Le président russe Vladimir Poutine a relevé de ses fonctions mercredi son influent vice-Premier ministre Vladislav Sourkov, souvent présenté comme le stratège du système politique étroitement contrôlé par le Kremlin.

«Vladimir Poutine a signé un décret ordonnant de démettre Vladislav Sourkov de ses fonctions» après que l'intéressé a présenté sa démission, a annoncé le Kremlin dans un communiqué, sans plus de précisions.

La porte-parole du Premier ministre Dmitri Medvedev, Natalia Timakova, a déclaré à l'AFP que M. Sourkov avait présenté sa démission le 26 avril.

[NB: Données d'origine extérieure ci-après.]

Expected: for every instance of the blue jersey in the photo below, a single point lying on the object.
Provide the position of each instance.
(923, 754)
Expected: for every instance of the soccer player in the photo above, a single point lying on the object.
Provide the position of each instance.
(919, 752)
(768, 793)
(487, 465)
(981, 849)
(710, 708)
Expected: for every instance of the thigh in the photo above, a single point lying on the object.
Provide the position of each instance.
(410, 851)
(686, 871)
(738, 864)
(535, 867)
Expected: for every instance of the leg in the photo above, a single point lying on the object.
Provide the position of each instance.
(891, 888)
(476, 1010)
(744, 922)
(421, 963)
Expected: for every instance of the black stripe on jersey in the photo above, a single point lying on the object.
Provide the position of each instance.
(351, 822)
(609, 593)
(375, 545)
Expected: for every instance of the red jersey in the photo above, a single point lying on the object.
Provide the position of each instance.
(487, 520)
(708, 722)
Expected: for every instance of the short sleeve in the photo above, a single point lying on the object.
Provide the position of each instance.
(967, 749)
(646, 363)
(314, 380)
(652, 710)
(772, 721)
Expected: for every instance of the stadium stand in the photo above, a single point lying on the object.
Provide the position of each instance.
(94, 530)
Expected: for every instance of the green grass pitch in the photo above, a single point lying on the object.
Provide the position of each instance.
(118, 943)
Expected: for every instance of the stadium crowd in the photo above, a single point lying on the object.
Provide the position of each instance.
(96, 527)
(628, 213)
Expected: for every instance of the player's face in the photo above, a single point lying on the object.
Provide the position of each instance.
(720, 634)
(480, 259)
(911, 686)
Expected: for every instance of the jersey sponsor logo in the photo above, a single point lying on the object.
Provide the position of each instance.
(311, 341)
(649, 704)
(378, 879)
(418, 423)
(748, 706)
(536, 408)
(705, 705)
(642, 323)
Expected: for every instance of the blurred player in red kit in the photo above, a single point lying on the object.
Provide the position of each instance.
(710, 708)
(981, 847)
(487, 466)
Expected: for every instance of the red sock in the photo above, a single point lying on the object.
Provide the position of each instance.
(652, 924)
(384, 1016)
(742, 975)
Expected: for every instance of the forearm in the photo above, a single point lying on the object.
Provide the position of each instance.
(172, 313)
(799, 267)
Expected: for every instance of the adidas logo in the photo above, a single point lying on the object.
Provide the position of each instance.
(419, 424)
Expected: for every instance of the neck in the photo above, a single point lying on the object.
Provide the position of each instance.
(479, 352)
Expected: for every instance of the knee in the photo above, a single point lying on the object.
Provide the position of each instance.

Selon des observateurs, ce départ intervient sur fond de luttes de clans au sein des élites dirigeantes en ce début de troisième mandat  présidentiel de M. Poutine, revenu au Kremlin en mai 2012 pour six ans.

Agé de 48 ans, M. Sourkov avait été nommé vice-Premier ministre après avoir été démis en décembre 2011 de ses fonctions de chef adjoint de l'administration présidentielle, à l'occasion d'un remaniement qui a coïncidé avec le début d'un vaste mouvement de contestation du régime de Vladimir Poutine.

Pendant la période qu'il a passée au Kremlin, de 1999 à 2011, M. Sourkov était considéré comme l'éminence grise du pouvoir russe et son principal idéologue.

Il est ainsi l'auteur des concepts de «démocratie dirigée» et de «démocratie souveraine» pour décrire le régime politique en Russie.

Vladislav Sourkov avait en outre affirmé en 2011 que Vladimir Poutine avait été envoyé à la Russie par «Dieu et le destin», afin d'aider ce pays plongé dans une grave crise économique avant son arrivée au sommet du pouvoir en 2000.

L'annonce de ce départ intervient par ailleurs sur fond de scandale retentissant autour du centre d'innovation russe Skolkovo, le projet de «Silicon Valley» russe cher à M. Sourkov, au coeur d'une enquête depuis février pour détournement de millions de roubles de fonds publics.

M. Sourkov, qui siège au conseil de surveillance de Skolkovo, a défendu ce projet dans un récent discours devant la London School of Economics, accusant les enquêteurs de se livrer à des «tirs d'artillerie» risquant de causer un préjudice au projet.

Cette intervention a provoqué la colère de l'influent comité d'enquête russe - un équivalent du FBI américain -, son porte-parole Vladimir Markine ayant fustigé le comportement de M. Sourkov dans une lettre ouverte publiée mardi à la une du quotidien proche du Kremlin Izvestia.

«Combien de temps un membre du cabinet de Sa Majesté pourrait-il garder son poste s'il critiquait publiquement Scotland Yard au cours d'une visite privée à Moscou ?», a interrogé M. Markine, dans une allusion aux propos tenus par M. Sourkov pendant son séjour à caractère privé à Londres.

A en croire le porte-parole de M. Poutine, Dmitri Peskov, la démission de Vladislav Sourkov n'a «aucun rapport» avec le scandale autour de Skolkovo, ni avec les déclarations de M. Markine.

M. Peskov a affirmé que M. Sourkov avait démissionné «de sa propre initiative», ajoutant que ce départ était lié à l'inefficacité du gouvernement à mettre en oeuvre les promesses faites par M. Poutine avant son retour au Kremlin il y a tout juste un an.

La démission de M. Sourkov a fait mercredi soir la une du journal télévisé de la chaîne publique russe Pervyi Kanal, le présentateur déclarant qu'il «avait été un des principaux acteurs de la scène politique russe».

La chaîne a lié son départ à des critiques de M. Poutine, selon lequel M. Sourkov avait reconnu que 50 décrets présidentiels «avaient été mis en oeuvre de manière insatisfaisante».

M. Sourkov s'est refusé à discuter de son avenir dans les médias, indiquant seulement au quotidien moscovite Kommersant qu'il s'exprimerait «quand le temps en sera venu».

Selon le politologue Mikhaïl Vinogradov, cité par Kommersant sur son site internet, le départ de M. Sourkov affaiblit non seulement le gouvernement, mais aussi le Premier ministre Dmitri Medvedev.

Et cela montre que c'est de facto Vladimir Poutine qui dirige en personne les ministres du gouvernement, renchérit le politologue Evgueni Mintchenko.